Rejeitando a idéia de reduzir
sua música a um mero produto,
o sujeito é quase uma instituição da música independente.
Fundador do selo Dischord,
MacKaye tornou-se notório
nos anos 90 por liderar o Fugazi, grupo que, completamente
desvinculado dos aparatos das
grandes gravadoras (MTV, distribuição em grandes lojas, publicidade etc.), vendeu milhões
de discos.
Antes disso, liderava o Minor
Threat, um dos principais expoentes do hardcore -e pai da
filosofia straight-edge. E ainda
há quem aponte o Embrace,
outra banda de Mackaye nos
anos 80, quando o assunto é a
origem do emo. Mackaye atem-se firme aos preceitos que o tornaram conhecido: manter-se à
parte do mainstream e não tocar em shows cujos ingressos
custem mais do que US$ 10.
Com dois discos lançados,
"The Evens" (2005) e "Get
Evens" (2006), e uma abordagem quase folk do punk rock intricado típico de Mackaye, sua
nova banda, o duo The Evens
(com Amy Farina), inicia uma
turnê por seis cidades brasileiras. O Folhateen falou com
Mackaye pouco antes de ele fazer suas malas para o Brasil.
FOLHA - Você já disse que o Brasil
mudou sua vida. É verdade?
IAN MACKAYE - Sim. A primeira
vez que fui ao Brasil foi em
1993, como técnico de baixo do
L7, no Hollywood Rock, com
Nirvana e Red Hot Chilli Peppers. Foi um jeito muito estranho de conhecer o Brasil. Assim que chegamos, tivemos
uma reunião com a equipe de
segurança que disse: "É muito
perigoso, não saiam do hotel
sozinhos". A reunião acabou e
eu saí pela porta dos fundos e
fiz uma caminhada de duas horas por São Paulo. Foi maravilhoso e não tive problema nenhum. Quando voltei com o
Fugazi, em 1994, fizemos a turnê de carro para conhecer o
país. Foi uma experiência incrível ver um país tão indefinível.
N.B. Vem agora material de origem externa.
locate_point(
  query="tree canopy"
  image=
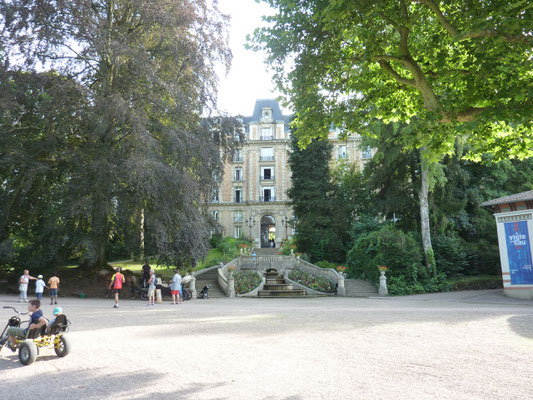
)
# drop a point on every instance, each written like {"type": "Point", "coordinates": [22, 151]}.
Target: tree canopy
{"type": "Point", "coordinates": [103, 124]}
{"type": "Point", "coordinates": [461, 67]}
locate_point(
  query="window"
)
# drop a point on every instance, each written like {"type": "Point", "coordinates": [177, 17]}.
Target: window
{"type": "Point", "coordinates": [237, 156]}
{"type": "Point", "coordinates": [267, 154]}
{"type": "Point", "coordinates": [342, 152]}
{"type": "Point", "coordinates": [238, 174]}
{"type": "Point", "coordinates": [238, 195]}
{"type": "Point", "coordinates": [266, 114]}
{"type": "Point", "coordinates": [267, 173]}
{"type": "Point", "coordinates": [268, 194]}
{"type": "Point", "coordinates": [237, 216]}
{"type": "Point", "coordinates": [266, 134]}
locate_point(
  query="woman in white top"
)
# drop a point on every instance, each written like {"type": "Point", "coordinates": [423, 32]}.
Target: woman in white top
{"type": "Point", "coordinates": [24, 281]}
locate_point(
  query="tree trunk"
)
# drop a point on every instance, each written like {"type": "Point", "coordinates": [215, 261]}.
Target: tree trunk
{"type": "Point", "coordinates": [140, 231]}
{"type": "Point", "coordinates": [429, 256]}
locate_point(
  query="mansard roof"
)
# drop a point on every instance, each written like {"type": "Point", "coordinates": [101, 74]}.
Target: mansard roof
{"type": "Point", "coordinates": [267, 103]}
{"type": "Point", "coordinates": [524, 196]}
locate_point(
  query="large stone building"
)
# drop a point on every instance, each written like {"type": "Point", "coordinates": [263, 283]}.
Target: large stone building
{"type": "Point", "coordinates": [252, 200]}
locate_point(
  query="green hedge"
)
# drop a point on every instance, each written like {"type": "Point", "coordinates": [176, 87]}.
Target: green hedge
{"type": "Point", "coordinates": [388, 246]}
{"type": "Point", "coordinates": [476, 282]}
{"type": "Point", "coordinates": [312, 281]}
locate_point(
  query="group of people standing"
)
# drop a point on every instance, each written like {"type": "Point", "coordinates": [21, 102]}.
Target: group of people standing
{"type": "Point", "coordinates": [150, 281]}
{"type": "Point", "coordinates": [40, 285]}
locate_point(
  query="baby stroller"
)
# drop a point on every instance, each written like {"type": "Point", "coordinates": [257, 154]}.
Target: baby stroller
{"type": "Point", "coordinates": [204, 293]}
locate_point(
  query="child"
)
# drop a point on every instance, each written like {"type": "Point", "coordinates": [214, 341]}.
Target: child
{"type": "Point", "coordinates": [39, 287]}
{"type": "Point", "coordinates": [152, 282]}
{"type": "Point", "coordinates": [24, 282]}
{"type": "Point", "coordinates": [57, 312]}
{"type": "Point", "coordinates": [117, 281]}
{"type": "Point", "coordinates": [175, 287]}
{"type": "Point", "coordinates": [37, 320]}
{"type": "Point", "coordinates": [54, 287]}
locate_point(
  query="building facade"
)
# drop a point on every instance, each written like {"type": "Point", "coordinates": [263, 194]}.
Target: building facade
{"type": "Point", "coordinates": [251, 201]}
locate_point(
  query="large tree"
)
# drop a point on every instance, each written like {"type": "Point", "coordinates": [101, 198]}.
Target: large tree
{"type": "Point", "coordinates": [318, 218]}
{"type": "Point", "coordinates": [456, 67]}
{"type": "Point", "coordinates": [461, 64]}
{"type": "Point", "coordinates": [139, 156]}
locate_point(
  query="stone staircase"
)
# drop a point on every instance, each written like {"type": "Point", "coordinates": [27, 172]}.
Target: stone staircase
{"type": "Point", "coordinates": [210, 277]}
{"type": "Point", "coordinates": [267, 251]}
{"type": "Point", "coordinates": [275, 286]}
{"type": "Point", "coordinates": [359, 288]}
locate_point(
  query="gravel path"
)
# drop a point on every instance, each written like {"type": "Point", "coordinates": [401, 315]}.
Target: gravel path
{"type": "Point", "coordinates": [464, 345]}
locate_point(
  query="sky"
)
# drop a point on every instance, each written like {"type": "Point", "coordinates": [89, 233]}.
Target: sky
{"type": "Point", "coordinates": [249, 79]}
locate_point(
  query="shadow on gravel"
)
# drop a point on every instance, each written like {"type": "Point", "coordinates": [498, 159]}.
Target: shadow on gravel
{"type": "Point", "coordinates": [522, 325]}
{"type": "Point", "coordinates": [9, 361]}
{"type": "Point", "coordinates": [94, 385]}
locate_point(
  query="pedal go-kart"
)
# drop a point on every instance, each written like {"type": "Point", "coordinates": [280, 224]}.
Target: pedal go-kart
{"type": "Point", "coordinates": [44, 337]}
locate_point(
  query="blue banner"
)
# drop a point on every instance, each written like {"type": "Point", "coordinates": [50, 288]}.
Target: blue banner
{"type": "Point", "coordinates": [519, 253]}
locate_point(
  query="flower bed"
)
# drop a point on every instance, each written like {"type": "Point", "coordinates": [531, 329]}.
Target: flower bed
{"type": "Point", "coordinates": [312, 281]}
{"type": "Point", "coordinates": [246, 281]}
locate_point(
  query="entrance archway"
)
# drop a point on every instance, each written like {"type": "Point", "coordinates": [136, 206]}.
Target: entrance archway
{"type": "Point", "coordinates": [268, 231]}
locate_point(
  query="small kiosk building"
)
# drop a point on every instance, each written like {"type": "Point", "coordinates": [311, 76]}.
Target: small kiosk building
{"type": "Point", "coordinates": [514, 221]}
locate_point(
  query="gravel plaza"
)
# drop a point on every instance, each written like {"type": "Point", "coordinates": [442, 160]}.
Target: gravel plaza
{"type": "Point", "coordinates": [462, 345]}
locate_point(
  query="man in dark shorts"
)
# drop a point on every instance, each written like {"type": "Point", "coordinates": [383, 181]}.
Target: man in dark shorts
{"type": "Point", "coordinates": [146, 273]}
{"type": "Point", "coordinates": [37, 320]}
{"type": "Point", "coordinates": [117, 281]}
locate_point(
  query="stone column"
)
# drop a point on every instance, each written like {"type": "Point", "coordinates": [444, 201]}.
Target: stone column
{"type": "Point", "coordinates": [341, 290]}
{"type": "Point", "coordinates": [231, 284]}
{"type": "Point", "coordinates": [383, 291]}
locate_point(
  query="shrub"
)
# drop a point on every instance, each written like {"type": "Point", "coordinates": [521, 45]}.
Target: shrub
{"type": "Point", "coordinates": [326, 264]}
{"type": "Point", "coordinates": [451, 254]}
{"type": "Point", "coordinates": [401, 286]}
{"type": "Point", "coordinates": [246, 281]}
{"type": "Point", "coordinates": [387, 246]}
{"type": "Point", "coordinates": [476, 283]}
{"type": "Point", "coordinates": [287, 246]}
{"type": "Point", "coordinates": [312, 281]}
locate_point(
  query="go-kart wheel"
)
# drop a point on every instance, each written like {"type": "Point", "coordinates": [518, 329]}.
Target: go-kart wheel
{"type": "Point", "coordinates": [27, 352]}
{"type": "Point", "coordinates": [63, 348]}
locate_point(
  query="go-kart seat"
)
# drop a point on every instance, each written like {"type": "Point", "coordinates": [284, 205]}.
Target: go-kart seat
{"type": "Point", "coordinates": [59, 325]}
{"type": "Point", "coordinates": [36, 332]}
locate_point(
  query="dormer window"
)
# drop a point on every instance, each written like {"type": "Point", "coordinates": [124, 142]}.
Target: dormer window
{"type": "Point", "coordinates": [266, 114]}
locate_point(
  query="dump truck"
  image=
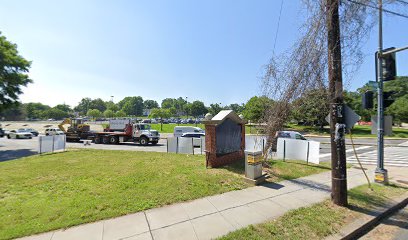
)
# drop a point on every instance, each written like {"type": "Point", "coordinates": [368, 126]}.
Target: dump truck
{"type": "Point", "coordinates": [77, 130]}
{"type": "Point", "coordinates": [132, 132]}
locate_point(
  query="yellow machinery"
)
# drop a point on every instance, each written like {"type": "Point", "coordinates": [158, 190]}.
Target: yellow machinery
{"type": "Point", "coordinates": [77, 129]}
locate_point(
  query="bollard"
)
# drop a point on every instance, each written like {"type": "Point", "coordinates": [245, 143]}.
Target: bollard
{"type": "Point", "coordinates": [253, 167]}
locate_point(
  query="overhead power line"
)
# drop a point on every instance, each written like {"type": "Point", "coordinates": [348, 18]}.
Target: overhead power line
{"type": "Point", "coordinates": [277, 29]}
{"type": "Point", "coordinates": [401, 1]}
{"type": "Point", "coordinates": [375, 7]}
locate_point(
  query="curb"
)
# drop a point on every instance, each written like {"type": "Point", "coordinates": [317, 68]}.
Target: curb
{"type": "Point", "coordinates": [364, 224]}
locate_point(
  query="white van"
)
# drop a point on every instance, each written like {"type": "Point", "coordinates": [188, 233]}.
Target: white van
{"type": "Point", "coordinates": [180, 130]}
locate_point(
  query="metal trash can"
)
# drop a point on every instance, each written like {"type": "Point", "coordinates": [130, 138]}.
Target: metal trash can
{"type": "Point", "coordinates": [253, 164]}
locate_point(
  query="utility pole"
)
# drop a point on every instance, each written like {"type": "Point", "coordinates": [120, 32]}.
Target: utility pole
{"type": "Point", "coordinates": [381, 175]}
{"type": "Point", "coordinates": [337, 126]}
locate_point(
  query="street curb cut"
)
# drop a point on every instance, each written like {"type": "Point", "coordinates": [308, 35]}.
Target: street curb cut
{"type": "Point", "coordinates": [370, 222]}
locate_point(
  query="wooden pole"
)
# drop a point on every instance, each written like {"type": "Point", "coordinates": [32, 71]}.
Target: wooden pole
{"type": "Point", "coordinates": [337, 127]}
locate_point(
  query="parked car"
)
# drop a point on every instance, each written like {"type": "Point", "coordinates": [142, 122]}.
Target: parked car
{"type": "Point", "coordinates": [287, 134]}
{"type": "Point", "coordinates": [180, 130]}
{"type": "Point", "coordinates": [196, 136]}
{"type": "Point", "coordinates": [19, 134]}
{"type": "Point", "coordinates": [53, 131]}
{"type": "Point", "coordinates": [32, 131]}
O Brasil é o país dos paradoxos:
o mais feio e o mais bonito, o
mais rico e o mais pobre, o mais
cruel e o mais alegre. Toda turnê é uma experiência profunda,
mas no caso do Brasil foi mais.
Não se compara com nenhum
lugar do mundo em que estive.
FOLHA - The Evens atrairá algumas
pessoas pelo legado que você construiu com o Fugazi e o Minor Threat.
Isso incomoda?
MACKAYE - Eu não me importo
se minhas bandas anteriores
despertam algum interesse.
Mas, se vierem para ver essas
bandas, vão ficar desapontados.
O jeito que eu vejo é: você pode
viver pela história ou você pode
escrever uma nova. Estou sempre interessado em algo novo.
FOLHA - Nos shows, você toca sentado e interage muito com a platéia.
A idéia disso é enforcar o aspecto comunicacional da música, de que você tanto fala?
MACKAYE - Parte do motivo de
eu tocar sentado é porque Amy
está sentada atrás da bateria. E
nós somos os Evens (os quites).
Se eu estiver de pé, pode parecer que ela é só um músico de
apoio. Mas a idéia também tem
a ver com o fato que hoje tenho
45 anos e as pessoas se afastam
do rock à medida que envelhecem. Mas é uma forma tão legítima quanto qualquer outra.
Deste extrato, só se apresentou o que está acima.